The government removed stock limits on December 19 last year, 12 days before the stock limit order expired, to support falling sugar prices – prices fell 8-10 per cent in December vs. the October to November 2017 average) amid increasing production (early start to the crushing season) and comfortable stock limits (aided by expectations of higher production in SS19). While more clarity on acreage data is awaited for SS19 – it is expected by February – a cautious stance is to be maintained on the sector amid pressure over sugar prices as no improvement is seen even after the removal of stock limits while wholesale prices remain at Rs 35/kg levels.

Cumulative sugar production

There has been an expected increase in sugar production in Maharashtra (+70-75 per cent YoY for SS18 to 7-7.5mnt) on an increase in acreage (+43 per cent YoY for SS18). Notably, more than 90 per cent of the increase in production for SS18 to date has been contributed by Maharashtra (60 per cent) and Uttar Pradesh (33 per cent).

ISMA said that while production growth is slowing down MoM (at 18 per cent YoY for December 2017 vs. 42 per cent YoY until November 2017), cumulatively, it is tracking broadly in line with estimates of 25.1mnt sugar production for SS17-18 (second advance estimates for SS17-18 are expected after January 20, 2018). Karnataka and Tamil Nadu continued to report sluggish volumes at 1.62mnt/0.17mnt till December (+5 per cent/-9 per cent YoY respectively) on continued water shortages.

Production trend across key states

Maharashtra: Production is up 51 per cent YoY to 3.82mnt vs. 2.54mnt, as 50 per cent more mills were under operation for SS18 until December on higher availability of cane. In 2017, mills started to shut operations as early as in January.

Uttar Pradesh: Production increased 26 per cent YoY to 3.38mnt versus 2.68mnt on the early start to crushing (production was up 60 per cent/32 per cent YoY until November 30 and December 15, 2017, respectively).

Karnataka: 62 mills produced 1.62mnt versus 56 mills producing 1.54mnt in 2017 (+5 per cent YoY).

Other states: Gujarat, Andhra Pradesh, Telangana, Tamil Nadu, Bihar and other states produced 1.51mnt (+5 per cent YoY at the combined level), as the production decline in Tamil Nadu and Andhra Pradesh and Telangana was offset by an increase in other states’ production (11 per cent decline in the second fortnight of December 2017).

Domestic wholesale prices (Sugar M-30) were trading 8-10 per cent lower than the October-November 2017 average prices at Rs 34.5/kg (ex-mill realisations at Rs 31-32/kg) mainly due to higher availability of sugar in the initial months of crushing against lower consumption demand during winter.

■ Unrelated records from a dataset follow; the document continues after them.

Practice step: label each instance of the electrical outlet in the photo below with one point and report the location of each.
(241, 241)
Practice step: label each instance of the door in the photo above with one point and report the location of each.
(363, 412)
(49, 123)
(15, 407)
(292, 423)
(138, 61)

Further, there are expectations of even higher production in SS18-19. More clarity will emerge after February this year; SS17-18 is likely to see production of 25.1mnt versus 20.3mnt in SS16-17, which implies comfortable/excess sugar stock positions for the next two years. Interestingly, there was no improvement in sugar prices after the removal of stock limits on December 19, last year, 12 days ahead of the scheduled expiry, but there are news reports that say prices have inched up marginally on fresh buying from institutional buyers and stockists.

On the global front, sugar prices climbed back to $0.15/lb levels after hovering at $0.13-0.14/lb briefly and are expected to remain capped given the expectations of a global sugar surplus in the coming years. The EU, India and Thailand should bounce back in sugar season 18.